Pops did do something that has made a real impact on me about Bones. He told me it was all inside in my heart. I wondered a week ago who I should listen to, Gordon Gordon or Sweets. Pops showed me that Gordon Gordon was the one to pay attention to. Maybe it's time to really grow a set and let Bones know how I feel. I'm not quite ready, but I'm almost there. For now, though, I want to spend the day with Bones and tell her about Pops. The Pops I know and love, and the man who made me who I am. I might even mention Pops remark about "crocheting" and see what Bones has to say. I'll show her who's squeamish about talking about that. "Proper" Pops said. Ha! I'll show them. Oops. Bones is waking up, so I better start the day out right and give her shit about worrying too much. Turnabout is fair play, after all. I just hope she doesn't bring up anything about those freaks at the fetish bar we went to for the case. Now that I will get squeamish about.

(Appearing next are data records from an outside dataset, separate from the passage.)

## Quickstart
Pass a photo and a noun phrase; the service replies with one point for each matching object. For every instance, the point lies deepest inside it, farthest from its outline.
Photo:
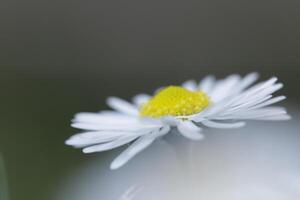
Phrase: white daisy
(212, 103)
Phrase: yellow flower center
(175, 101)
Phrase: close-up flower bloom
(223, 104)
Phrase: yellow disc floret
(175, 101)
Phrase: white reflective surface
(258, 162)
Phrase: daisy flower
(211, 103)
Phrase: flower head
(218, 104)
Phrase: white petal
(207, 84)
(89, 138)
(189, 130)
(106, 118)
(269, 102)
(248, 80)
(136, 147)
(277, 117)
(115, 127)
(141, 99)
(109, 145)
(190, 85)
(224, 88)
(222, 125)
(122, 106)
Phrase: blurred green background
(62, 57)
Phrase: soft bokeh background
(61, 57)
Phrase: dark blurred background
(60, 57)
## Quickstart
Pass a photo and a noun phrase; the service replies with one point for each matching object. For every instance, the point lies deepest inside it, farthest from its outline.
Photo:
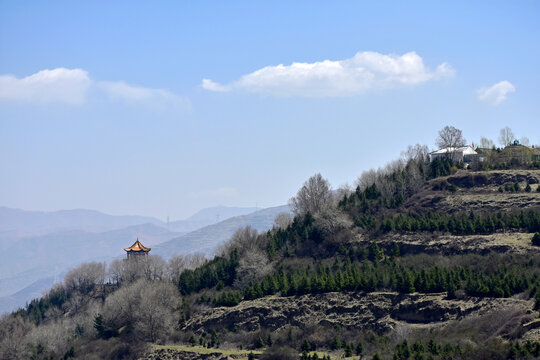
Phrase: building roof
(466, 150)
(137, 247)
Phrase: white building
(465, 154)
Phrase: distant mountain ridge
(206, 239)
(39, 246)
(209, 216)
(40, 222)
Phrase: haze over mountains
(40, 247)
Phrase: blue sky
(124, 121)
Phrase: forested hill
(423, 259)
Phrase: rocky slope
(478, 191)
(381, 312)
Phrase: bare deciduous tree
(179, 263)
(253, 266)
(85, 277)
(282, 220)
(486, 143)
(156, 268)
(506, 136)
(312, 197)
(243, 240)
(449, 136)
(331, 221)
(417, 153)
(145, 307)
(13, 344)
(524, 141)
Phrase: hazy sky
(163, 108)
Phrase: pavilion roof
(137, 247)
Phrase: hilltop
(424, 259)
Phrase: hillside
(28, 267)
(23, 222)
(441, 267)
(207, 238)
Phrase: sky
(164, 108)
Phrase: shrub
(536, 239)
(279, 353)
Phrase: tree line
(377, 276)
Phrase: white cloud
(120, 91)
(74, 87)
(215, 193)
(364, 72)
(496, 93)
(208, 84)
(47, 86)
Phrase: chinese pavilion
(137, 249)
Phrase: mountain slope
(206, 239)
(39, 222)
(209, 216)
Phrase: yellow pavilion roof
(137, 247)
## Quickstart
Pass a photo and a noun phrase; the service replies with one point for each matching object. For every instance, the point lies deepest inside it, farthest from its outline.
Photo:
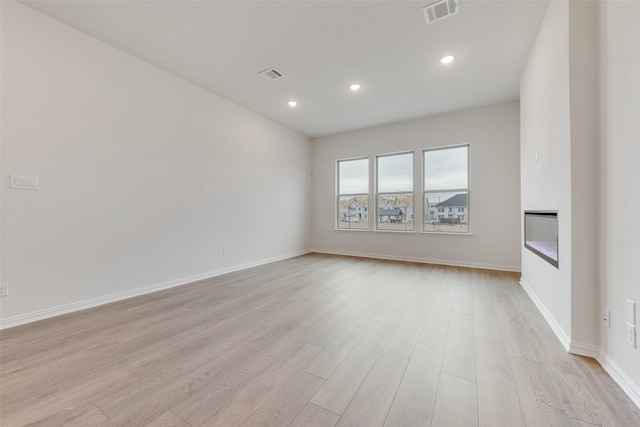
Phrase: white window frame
(467, 190)
(378, 193)
(339, 195)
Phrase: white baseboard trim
(420, 260)
(584, 349)
(22, 319)
(555, 326)
(627, 385)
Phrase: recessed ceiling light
(447, 59)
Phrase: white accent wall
(144, 178)
(493, 136)
(620, 196)
(580, 104)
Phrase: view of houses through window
(446, 190)
(353, 194)
(395, 192)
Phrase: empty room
(320, 213)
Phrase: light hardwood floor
(312, 341)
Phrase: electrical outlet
(631, 335)
(630, 311)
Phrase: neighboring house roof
(457, 200)
(389, 212)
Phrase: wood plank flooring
(316, 340)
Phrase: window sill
(447, 233)
(396, 231)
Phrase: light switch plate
(630, 312)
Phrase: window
(394, 201)
(353, 194)
(446, 186)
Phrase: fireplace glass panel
(541, 234)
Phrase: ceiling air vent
(270, 74)
(440, 10)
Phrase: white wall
(493, 134)
(620, 196)
(546, 183)
(144, 178)
(580, 103)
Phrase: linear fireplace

A/N: For Bones I think she would come away from this episode having learned more about her feelings, and why she loves Booth so much. For Booth, it would be a mixed bag of guilt at Pops not staying, pride in his Grandfather, love for Bones, and further recognition that he'd done the right thing in going to Gordon Gordon the week before. The way the journal entries flow in this chapter I think reflect the smooth Bones, and the scattered Booth. I hope it works for everyone. Gregg.